Environmental Protection Agency administrator Russell Train announced that catalytic converters must be installed on new cars immediately. But catalytic converters are controversial; some scientists believe that the converters are potentially dangerous, as people with asthma and chronic lung and heart conditions may suffer more as a result of the converters. General Motors officials insist that the converters pose no serious threat, although evaluations cannot be completed due to the EPA’s forced deadline. At a Senate hearing, Train insisted that any postponement would delay implementation of the clean air standards which have been proposed for the upcoming years.
New York City firemen went on strike for five hours today.
Pioneer 10, launched from Earth on March 2, 1972, began returning its first photographs of the planet Jupiter, starting from 16 million miles (25 million kilometers). It would make its closest approach to the solar system’s largest planet on December 3.

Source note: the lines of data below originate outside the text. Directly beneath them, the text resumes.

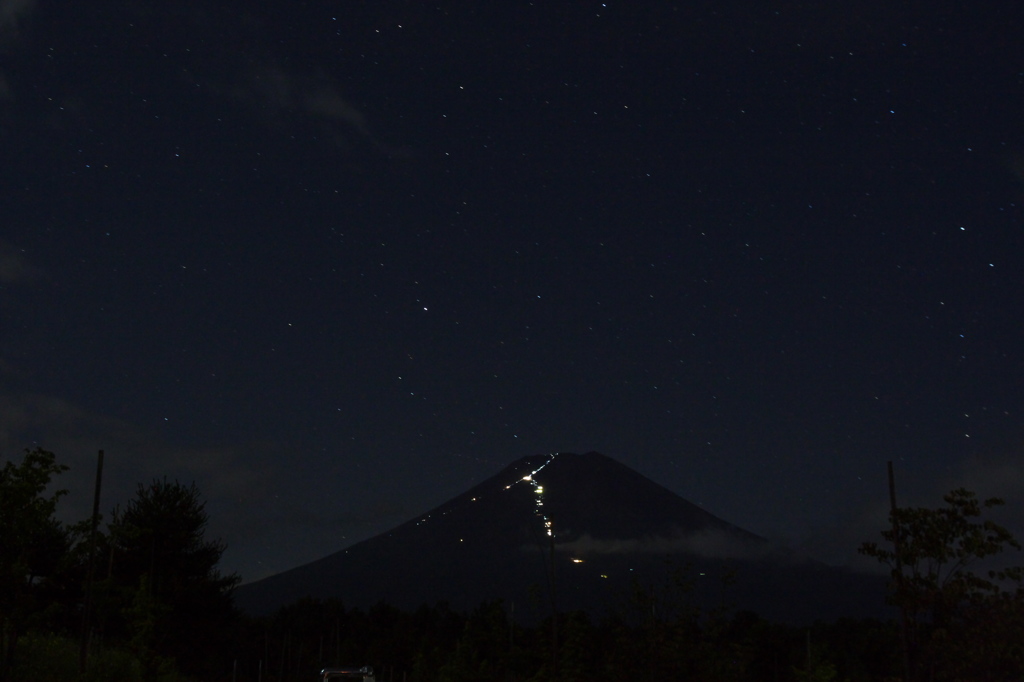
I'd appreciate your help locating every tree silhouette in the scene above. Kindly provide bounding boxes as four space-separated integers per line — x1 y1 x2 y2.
859 487 1024 680
0 448 69 682
104 478 240 678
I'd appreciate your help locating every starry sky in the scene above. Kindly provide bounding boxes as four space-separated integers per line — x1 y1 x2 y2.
2 0 1023 583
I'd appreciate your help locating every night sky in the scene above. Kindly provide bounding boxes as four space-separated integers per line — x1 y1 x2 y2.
2 0 1023 583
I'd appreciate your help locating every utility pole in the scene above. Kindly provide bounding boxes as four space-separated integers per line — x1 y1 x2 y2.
548 526 558 680
507 600 514 682
888 461 913 682
79 450 105 672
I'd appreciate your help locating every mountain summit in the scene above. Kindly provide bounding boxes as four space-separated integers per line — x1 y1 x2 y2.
234 452 884 622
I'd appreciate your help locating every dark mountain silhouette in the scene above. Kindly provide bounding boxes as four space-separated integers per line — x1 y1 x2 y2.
234 452 887 623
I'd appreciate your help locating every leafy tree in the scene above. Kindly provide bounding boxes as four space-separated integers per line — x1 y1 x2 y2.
600 562 742 681
439 600 512 682
859 487 1024 680
0 448 69 682
102 478 240 679
122 573 175 682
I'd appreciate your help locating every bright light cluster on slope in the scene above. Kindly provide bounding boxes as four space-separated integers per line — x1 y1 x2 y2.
411 454 560 544
504 452 559 536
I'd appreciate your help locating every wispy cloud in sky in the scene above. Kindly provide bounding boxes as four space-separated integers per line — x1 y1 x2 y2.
556 529 777 562
0 0 34 39
236 61 378 152
0 240 44 283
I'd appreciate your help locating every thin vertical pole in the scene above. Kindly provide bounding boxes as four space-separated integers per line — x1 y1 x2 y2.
549 526 557 679
79 449 105 672
888 461 912 682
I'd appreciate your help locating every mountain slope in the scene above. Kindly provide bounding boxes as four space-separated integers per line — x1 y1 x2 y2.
234 452 886 622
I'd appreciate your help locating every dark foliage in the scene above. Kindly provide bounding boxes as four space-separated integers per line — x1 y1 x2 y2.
0 448 69 682
222 562 903 682
225 596 904 682
98 478 242 678
860 488 1024 681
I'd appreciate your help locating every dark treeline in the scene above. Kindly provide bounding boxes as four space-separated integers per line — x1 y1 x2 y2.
230 595 901 682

The James Bond film “Man With the Golden Gun” starring Roger Moore begins filming.
Dow Jones Industrial Average: 913.08 (-6.32, -0.69%).
Born:
Justin Speier, MLB pitcher (Chicago Cubs, Florida Marlins, Atlanta Braves, Cleveland Indians, Colorado Rockies, Toronto Blue Jays, Los Angeles Angels; son of MLB shortstop Chris Speier), in Daly City, California.
Carlos Almanzar, Dominican MLB pitcher (Toronto Blue Jays, San Diego Padres, New York Yankees, Cincinnati Reds, Texas Rangers), in Santiago, Dominican Republic.
Taje Allen, NFL defensive back (NFL Champions, Super Bowl 34-Rams; St Louis Rams, Kansas City Chiefs), in Lubbock, Texas.